The existing coordination framework, mainly based on Regulations 883/2004 and 987/2009, does not replace national social security systems. Instead, it ensures that individuals exercising their right to free movement within the EU do not lose access to social security protection when working or residing in another Member State.
According to the European Commission, around 16 million EU citizens currently live or work in a Member State other than their own, highlighting the importance of clear and updated coordination rules.
Stronger Rules on the Posting of Workers
One of the main areas addressed by the reform concerns the posting of workers. The revised rules aim to strengthen legal certainty and prevent abusive practices linked to cross-border postings.
Among the key changes introduced is the requirement for workers to be affiliated with the social security system of the sending Member State for at least three months before the posting starts. In addition, after 24 months of posting, a mandatory two-month gap will apply between two posting periods concerning the same worker and undertaking.
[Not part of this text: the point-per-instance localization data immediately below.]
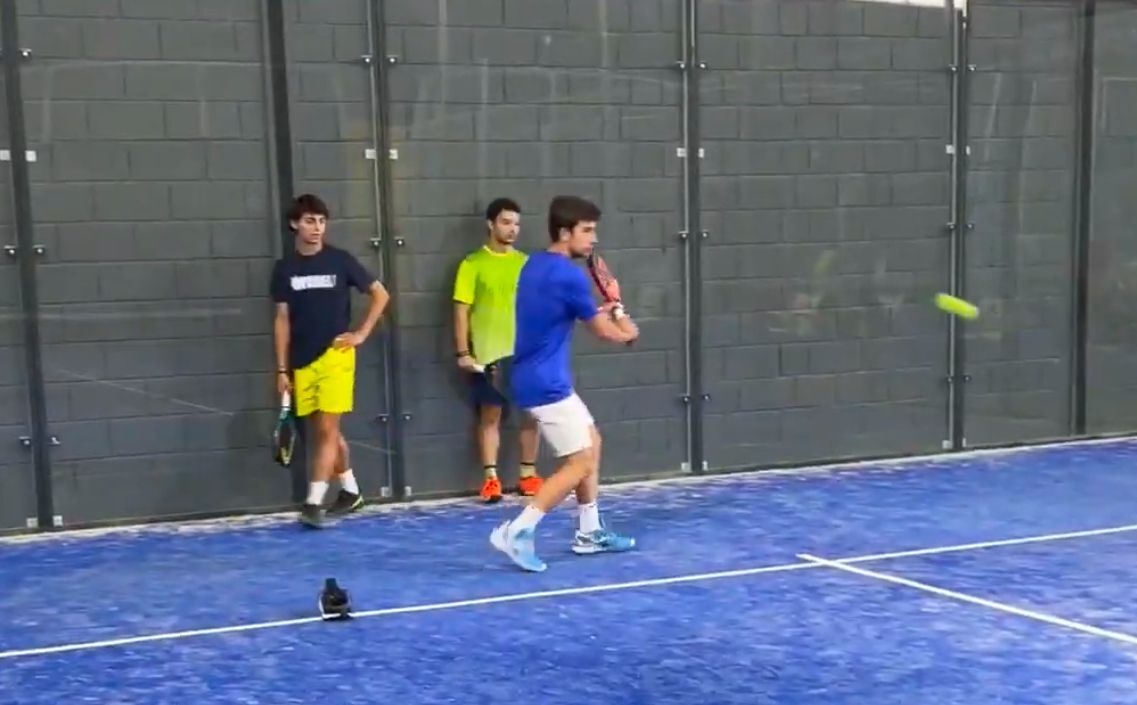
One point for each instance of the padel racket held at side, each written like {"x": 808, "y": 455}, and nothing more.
{"x": 284, "y": 432}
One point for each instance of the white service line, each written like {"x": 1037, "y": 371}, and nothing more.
{"x": 814, "y": 563}
{"x": 838, "y": 565}
{"x": 997, "y": 544}
{"x": 411, "y": 608}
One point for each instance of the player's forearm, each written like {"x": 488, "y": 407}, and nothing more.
{"x": 628, "y": 329}
{"x": 461, "y": 328}
{"x": 379, "y": 300}
{"x": 281, "y": 337}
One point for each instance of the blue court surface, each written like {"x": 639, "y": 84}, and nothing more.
{"x": 993, "y": 578}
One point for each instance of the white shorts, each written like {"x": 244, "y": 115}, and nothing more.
{"x": 565, "y": 425}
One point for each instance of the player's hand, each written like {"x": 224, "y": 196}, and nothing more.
{"x": 614, "y": 309}
{"x": 347, "y": 340}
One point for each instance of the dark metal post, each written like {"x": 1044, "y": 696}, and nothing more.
{"x": 25, "y": 245}
{"x": 693, "y": 66}
{"x": 1082, "y": 218}
{"x": 398, "y": 415}
{"x": 960, "y": 226}
{"x": 275, "y": 43}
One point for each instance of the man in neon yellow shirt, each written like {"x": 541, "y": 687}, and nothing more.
{"x": 484, "y": 291}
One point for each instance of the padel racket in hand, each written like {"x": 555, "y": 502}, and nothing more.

The revised rules also provide that postings must be notified before they take place, except for business trips and certain short-term postings of up to three days outside the construction sector.
According to the Commission, these measures aim to strengthen administrative cooperation between Member States and enhance efforts to combat fraud and misuse of social security coordination rules.
Clearer Provisions for Cross-Border Benefits
The reform also updates the rules concerning unemployment benefits for cross-border workers. In particular, unemployed persons seeking work in another Member State will be able to export their unemployment benefits for a longer period than currently allowed.
The reform also clarifies the rules on family benefits and long-term care benefits, areas that have often generated legal uncertainty and administrative difficulties for both citizens and authorities. The revised framework is also expected to simplify procedures and reduce administrative burdens for employers and institutions.
Key Principles of EU Coordination
The EU social security coordination framework is based on fundamental principles aimed at protecting citizens moving within the Union. Individuals are subject to the legislation of only one Member State at a time and therefore pay contributions in one country only, while also benefiting from equal treatment with nationals of that State.
The rules also ensure that authorities take into account periods of insurance, employment, or residence completed in different Member States when determining entitlement to benefits. In addition, citizens entitled to certain cash benefits, such as pensions or family benefits, may generally continue receiving them even when residing in another Member State.
Next Steps
Although the political agreement marks a major milestone, both the European Parliament and the Council must still formally adopt the revised rules before they enter into force.
Nevertheless, the Commission considers the agreement an important achievement in supporting fair labour mobility and ensuring that EU social security coordination rules remain fit for purpose in an increasingly mobile European labour market.